LYSOSOMES (“waste disposal and recycling”)

The lysosomes are digestive sacs that can break down macromolecules in the cell using the process of hydrolysis. The digestion is carried out with lysosomal enzymes found in the lysosome. Like waste disposal in a city, lysosomes help keep excessive or bulky macromolecules from building up in the cell.

Electron microscope picture of a lysosome.

VACUOLES and VESICLES (“warehouses, water towers or garbage dumps”)

Think of these membrane sacs that have a variety of functions as containment units for anything in excess in a city. They can hold many substances from organic molecules to simple excess water. Plant cells have a central vacuole that is important in maintaining plant turgidity. You can read more about this phenomenon in the Biological Membranes Lab.

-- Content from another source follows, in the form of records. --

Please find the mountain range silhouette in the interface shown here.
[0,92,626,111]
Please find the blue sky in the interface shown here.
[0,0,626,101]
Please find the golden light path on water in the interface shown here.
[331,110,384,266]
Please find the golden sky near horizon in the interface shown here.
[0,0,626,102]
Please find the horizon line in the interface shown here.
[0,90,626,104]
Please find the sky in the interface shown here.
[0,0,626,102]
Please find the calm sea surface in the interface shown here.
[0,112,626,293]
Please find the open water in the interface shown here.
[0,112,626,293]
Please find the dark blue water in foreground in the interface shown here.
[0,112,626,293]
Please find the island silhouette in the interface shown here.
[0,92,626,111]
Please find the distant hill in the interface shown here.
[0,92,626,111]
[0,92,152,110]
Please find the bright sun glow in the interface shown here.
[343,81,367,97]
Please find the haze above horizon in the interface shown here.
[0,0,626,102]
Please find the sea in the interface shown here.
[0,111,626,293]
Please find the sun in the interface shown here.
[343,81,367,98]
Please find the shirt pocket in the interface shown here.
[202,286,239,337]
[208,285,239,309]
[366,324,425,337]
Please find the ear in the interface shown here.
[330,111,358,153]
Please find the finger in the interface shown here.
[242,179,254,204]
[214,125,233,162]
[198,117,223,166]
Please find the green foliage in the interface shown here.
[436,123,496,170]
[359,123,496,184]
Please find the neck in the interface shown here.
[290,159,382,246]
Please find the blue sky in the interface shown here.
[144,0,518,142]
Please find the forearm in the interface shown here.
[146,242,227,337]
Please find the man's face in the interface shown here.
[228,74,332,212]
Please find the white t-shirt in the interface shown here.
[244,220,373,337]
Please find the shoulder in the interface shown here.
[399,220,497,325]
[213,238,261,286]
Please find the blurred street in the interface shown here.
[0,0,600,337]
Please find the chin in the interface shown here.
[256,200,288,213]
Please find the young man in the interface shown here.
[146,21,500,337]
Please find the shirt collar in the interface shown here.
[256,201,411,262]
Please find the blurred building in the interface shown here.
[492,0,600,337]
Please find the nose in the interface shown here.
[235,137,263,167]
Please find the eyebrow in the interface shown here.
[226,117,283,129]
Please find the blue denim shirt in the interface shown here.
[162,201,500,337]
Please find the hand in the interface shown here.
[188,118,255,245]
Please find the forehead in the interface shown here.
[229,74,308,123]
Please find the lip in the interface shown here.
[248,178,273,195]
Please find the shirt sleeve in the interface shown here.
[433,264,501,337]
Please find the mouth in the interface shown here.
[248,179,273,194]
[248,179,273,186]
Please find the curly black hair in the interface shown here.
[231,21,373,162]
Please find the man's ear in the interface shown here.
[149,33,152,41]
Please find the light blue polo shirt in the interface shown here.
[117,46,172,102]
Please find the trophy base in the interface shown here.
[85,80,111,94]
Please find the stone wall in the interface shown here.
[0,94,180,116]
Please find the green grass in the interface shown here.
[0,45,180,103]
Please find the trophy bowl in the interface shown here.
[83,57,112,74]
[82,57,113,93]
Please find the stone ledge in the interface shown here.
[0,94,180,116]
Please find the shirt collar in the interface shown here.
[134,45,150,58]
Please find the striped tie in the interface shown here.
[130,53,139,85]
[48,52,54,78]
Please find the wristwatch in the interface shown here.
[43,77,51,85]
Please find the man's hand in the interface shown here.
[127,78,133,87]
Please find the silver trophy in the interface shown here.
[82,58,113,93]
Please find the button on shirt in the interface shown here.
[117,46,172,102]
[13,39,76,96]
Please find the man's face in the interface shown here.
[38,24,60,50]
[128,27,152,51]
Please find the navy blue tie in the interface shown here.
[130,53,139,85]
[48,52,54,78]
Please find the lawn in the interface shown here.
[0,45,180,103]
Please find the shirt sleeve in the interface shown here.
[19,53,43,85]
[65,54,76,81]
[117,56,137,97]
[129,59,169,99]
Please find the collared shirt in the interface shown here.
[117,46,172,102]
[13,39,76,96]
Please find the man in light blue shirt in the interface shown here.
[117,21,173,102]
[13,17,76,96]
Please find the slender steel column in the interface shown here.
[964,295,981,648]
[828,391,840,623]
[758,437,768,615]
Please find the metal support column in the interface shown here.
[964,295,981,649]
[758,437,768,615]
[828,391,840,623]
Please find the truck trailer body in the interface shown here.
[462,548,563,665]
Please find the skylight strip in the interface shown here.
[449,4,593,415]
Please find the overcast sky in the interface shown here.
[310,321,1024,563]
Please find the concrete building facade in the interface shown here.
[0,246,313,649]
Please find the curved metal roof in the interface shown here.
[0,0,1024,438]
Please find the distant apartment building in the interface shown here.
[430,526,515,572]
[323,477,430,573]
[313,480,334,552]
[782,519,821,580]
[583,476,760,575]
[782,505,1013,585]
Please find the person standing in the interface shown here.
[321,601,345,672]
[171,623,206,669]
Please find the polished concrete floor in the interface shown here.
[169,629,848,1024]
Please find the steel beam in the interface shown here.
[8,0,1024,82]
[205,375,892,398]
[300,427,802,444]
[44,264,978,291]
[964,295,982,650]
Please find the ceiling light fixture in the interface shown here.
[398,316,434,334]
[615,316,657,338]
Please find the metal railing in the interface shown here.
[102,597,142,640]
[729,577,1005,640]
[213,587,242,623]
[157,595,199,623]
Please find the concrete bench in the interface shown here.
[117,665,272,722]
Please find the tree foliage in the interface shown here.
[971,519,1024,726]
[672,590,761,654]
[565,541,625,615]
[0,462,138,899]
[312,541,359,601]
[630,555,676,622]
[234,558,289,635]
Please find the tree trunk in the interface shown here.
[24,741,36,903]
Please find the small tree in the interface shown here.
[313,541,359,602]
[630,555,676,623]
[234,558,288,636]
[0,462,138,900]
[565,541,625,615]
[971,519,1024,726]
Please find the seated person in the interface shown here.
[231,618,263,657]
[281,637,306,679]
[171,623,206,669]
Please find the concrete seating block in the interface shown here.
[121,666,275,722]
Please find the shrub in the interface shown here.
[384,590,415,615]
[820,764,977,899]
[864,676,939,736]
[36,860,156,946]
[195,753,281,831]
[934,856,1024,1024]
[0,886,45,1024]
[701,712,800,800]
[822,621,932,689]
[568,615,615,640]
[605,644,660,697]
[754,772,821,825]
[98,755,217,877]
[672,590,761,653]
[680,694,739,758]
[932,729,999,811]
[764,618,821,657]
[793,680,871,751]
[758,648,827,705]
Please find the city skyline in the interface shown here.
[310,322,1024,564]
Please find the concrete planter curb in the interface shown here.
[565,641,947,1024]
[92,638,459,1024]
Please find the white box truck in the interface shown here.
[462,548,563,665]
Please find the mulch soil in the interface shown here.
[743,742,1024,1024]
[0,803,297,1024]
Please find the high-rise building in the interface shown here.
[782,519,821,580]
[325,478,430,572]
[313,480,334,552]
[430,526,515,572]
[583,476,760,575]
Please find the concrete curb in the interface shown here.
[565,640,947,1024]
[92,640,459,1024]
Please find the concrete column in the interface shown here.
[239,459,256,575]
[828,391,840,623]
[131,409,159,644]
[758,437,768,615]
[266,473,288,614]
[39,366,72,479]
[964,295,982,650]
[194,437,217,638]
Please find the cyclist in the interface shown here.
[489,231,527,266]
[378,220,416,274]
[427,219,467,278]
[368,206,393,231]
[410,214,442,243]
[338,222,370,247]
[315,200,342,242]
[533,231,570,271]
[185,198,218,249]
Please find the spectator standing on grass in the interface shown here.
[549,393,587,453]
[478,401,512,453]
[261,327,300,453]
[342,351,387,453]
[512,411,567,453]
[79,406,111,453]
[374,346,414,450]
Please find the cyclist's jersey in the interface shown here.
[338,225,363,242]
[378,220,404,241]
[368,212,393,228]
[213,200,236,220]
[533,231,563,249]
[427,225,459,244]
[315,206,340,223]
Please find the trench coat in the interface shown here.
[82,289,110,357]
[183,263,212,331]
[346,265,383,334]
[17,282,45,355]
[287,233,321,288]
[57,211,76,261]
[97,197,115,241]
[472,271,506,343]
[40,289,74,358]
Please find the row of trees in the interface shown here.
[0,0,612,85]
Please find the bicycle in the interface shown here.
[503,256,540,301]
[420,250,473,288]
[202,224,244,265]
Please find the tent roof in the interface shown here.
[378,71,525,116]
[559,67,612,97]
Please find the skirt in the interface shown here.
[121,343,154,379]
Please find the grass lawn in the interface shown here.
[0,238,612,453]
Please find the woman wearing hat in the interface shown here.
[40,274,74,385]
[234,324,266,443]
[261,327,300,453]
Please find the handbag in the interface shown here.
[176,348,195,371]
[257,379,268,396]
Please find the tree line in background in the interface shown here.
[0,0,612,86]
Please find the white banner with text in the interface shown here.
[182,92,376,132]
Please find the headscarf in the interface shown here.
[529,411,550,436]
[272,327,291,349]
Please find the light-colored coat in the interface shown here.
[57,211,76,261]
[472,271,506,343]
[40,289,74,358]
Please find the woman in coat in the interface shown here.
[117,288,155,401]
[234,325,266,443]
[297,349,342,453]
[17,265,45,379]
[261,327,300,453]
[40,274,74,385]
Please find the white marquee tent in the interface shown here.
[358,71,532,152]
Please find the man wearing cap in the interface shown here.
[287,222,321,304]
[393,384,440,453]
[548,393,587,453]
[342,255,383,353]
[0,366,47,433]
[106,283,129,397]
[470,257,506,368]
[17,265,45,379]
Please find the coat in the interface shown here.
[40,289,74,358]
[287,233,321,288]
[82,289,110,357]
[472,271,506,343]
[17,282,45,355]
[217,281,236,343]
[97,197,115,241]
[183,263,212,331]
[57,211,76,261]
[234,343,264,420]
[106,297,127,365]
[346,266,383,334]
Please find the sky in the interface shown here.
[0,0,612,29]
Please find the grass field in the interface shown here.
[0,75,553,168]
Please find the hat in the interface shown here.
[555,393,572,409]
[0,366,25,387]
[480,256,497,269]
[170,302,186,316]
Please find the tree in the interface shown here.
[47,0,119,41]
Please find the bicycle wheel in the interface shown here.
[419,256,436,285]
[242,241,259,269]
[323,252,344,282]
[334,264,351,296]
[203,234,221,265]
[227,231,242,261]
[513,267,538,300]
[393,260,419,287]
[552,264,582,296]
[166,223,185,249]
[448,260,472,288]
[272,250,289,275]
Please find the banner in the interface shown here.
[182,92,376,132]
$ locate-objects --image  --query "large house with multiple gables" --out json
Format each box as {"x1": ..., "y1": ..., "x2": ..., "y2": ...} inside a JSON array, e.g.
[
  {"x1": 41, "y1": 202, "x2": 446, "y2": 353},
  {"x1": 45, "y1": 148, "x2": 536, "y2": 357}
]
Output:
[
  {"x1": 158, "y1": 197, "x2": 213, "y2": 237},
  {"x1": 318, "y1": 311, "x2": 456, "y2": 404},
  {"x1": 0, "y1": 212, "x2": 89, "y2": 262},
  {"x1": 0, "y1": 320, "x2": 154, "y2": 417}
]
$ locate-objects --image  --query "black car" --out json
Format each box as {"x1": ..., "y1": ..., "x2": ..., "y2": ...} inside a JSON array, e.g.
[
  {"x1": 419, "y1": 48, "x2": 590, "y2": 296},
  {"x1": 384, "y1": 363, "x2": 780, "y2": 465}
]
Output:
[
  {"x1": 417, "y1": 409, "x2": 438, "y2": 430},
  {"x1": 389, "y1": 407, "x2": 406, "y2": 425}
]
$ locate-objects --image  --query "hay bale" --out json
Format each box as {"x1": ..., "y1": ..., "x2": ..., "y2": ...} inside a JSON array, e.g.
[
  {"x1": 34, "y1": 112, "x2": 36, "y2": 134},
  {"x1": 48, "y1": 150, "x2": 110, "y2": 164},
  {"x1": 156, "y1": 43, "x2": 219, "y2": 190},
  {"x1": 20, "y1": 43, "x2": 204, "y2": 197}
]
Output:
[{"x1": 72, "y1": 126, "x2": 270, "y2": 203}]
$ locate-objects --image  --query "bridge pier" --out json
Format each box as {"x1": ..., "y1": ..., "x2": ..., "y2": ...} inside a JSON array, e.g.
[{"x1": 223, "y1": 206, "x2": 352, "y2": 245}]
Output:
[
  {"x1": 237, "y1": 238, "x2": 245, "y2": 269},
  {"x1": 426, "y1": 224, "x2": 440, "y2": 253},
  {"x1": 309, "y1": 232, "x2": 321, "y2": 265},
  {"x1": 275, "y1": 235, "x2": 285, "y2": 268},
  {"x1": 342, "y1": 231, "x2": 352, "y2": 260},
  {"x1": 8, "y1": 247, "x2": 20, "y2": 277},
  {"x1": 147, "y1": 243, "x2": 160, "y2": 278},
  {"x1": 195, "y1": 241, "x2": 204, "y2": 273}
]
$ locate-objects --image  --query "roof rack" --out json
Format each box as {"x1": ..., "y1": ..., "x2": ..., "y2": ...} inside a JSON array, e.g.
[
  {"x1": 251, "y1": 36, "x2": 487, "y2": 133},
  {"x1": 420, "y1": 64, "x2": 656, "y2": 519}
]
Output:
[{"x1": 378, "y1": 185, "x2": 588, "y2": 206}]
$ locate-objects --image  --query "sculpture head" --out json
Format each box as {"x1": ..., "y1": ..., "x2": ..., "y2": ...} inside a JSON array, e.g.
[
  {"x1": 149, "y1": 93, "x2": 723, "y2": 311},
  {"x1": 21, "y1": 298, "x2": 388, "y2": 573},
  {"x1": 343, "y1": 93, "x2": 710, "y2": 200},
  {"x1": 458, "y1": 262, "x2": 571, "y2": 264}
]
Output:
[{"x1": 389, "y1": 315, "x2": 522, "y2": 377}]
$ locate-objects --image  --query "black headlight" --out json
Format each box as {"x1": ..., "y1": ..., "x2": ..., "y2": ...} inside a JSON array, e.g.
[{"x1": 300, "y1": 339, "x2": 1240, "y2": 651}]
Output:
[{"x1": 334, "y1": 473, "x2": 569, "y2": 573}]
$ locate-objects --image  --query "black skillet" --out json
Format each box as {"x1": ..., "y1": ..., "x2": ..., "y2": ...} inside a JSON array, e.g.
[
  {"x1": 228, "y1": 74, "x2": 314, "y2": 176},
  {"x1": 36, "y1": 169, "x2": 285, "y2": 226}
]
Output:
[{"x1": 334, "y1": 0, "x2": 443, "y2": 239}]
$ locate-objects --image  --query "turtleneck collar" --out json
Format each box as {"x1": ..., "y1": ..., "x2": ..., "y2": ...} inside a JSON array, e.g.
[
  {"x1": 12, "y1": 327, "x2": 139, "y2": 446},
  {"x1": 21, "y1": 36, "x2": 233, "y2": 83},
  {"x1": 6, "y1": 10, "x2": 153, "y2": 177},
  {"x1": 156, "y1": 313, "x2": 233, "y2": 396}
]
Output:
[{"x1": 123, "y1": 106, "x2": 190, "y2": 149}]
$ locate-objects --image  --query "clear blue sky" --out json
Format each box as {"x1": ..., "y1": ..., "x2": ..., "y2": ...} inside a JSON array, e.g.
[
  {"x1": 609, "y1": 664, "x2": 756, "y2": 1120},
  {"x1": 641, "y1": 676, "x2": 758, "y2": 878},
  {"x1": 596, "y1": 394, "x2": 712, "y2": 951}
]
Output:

Central vacuole of a plant cell.

Plant versus Animal Cells

Now that you know some important cell organelles let us identify those that distinguish plant cells from animal cells. From the descriptions above, we can identify three organelles unique to plant cells: 1) cell wall (versus a cell membrane in animal cells), 2) central vacuole (regular vacuoles are found in animal cells) and 3) chloroplasts (animals do not perform photosynthesis. This is what makes plants autotrophs and animals heterotrophs.)

 

Bacterial Cell Review

Plant Cell Review

Animal Cell Review


Review Questions

- List 3 differences between plant and animal cells.
- What is the function of the cytoskeleton?
- Explain the Endosymbiotic Theory, give one example, and name the scientist who discovered it.
- Besides the nucleus, list another organelle in an animal cell and 2 organelles from a plant cell that contain DNA.
- Are there cells in the human body that lack nuclei, if so which ones?
- Explain the Sodium Potassium pump.
- Which processes listed below use energy?
        Passive diffusion
        Facilitated diffusion
        Active transport
- We saw plasmolysis occur when salt solution (10% NaCl) was added to the Elodea plant cells.  Describe what happened to the plant cell and explain why.
- Why does active transport require energy from the cell?
- What organelles do plants have that animals lack?
- What organelles do animals have the plants lack?
- Be able to give the functions for all cell organelles identified in lab.
- Since osmosis is a type of diffusion, water must by moving from an area of __________ concentration to an area of __________ concentration.
- Pure water is hypertonic or isotonic or hypotonic to 0.1M saline solution?
- Explain what happened to the potato when you placed it in the distilled water and in 10% NaCl.
- Some white blood cells (phagocytes) use a process called phagocytosis.  What is this?
- T/F
    1.    Lysosomes can be called "suicide sacs"
    2.    Red blood cells have a life span of about 500 days
- What type of blood cells make up the majority of human blood?
- Structure bound in membrane packages within a eukaryotic cell are called ________________
- Name an organelle found in animal cells that is not the nucleus.
- What kind of cell is an animal cell?
- Red blood cells are also called ____________, while white blood cells are also called __________.
- Which type of blood cell is small and lacks a nucleus?
- What is the function of red blood cells?
- What is the function of white blood cells?
- What prevents a plant cell from undergoing lysis when placed in a highly hypotonic solution?
- What class contains the largest white blood cells?
- What is the function of the mitochondria?
- _____________ and _____________ are found in plant cells, but now in animal cells.
- The organelles in eukaryotic cells are surrounded by _________________.
- The video mentioned that a _______________ is sometimes caleed a "suicide sac" because it is involved in killing non-functional or harmful parts.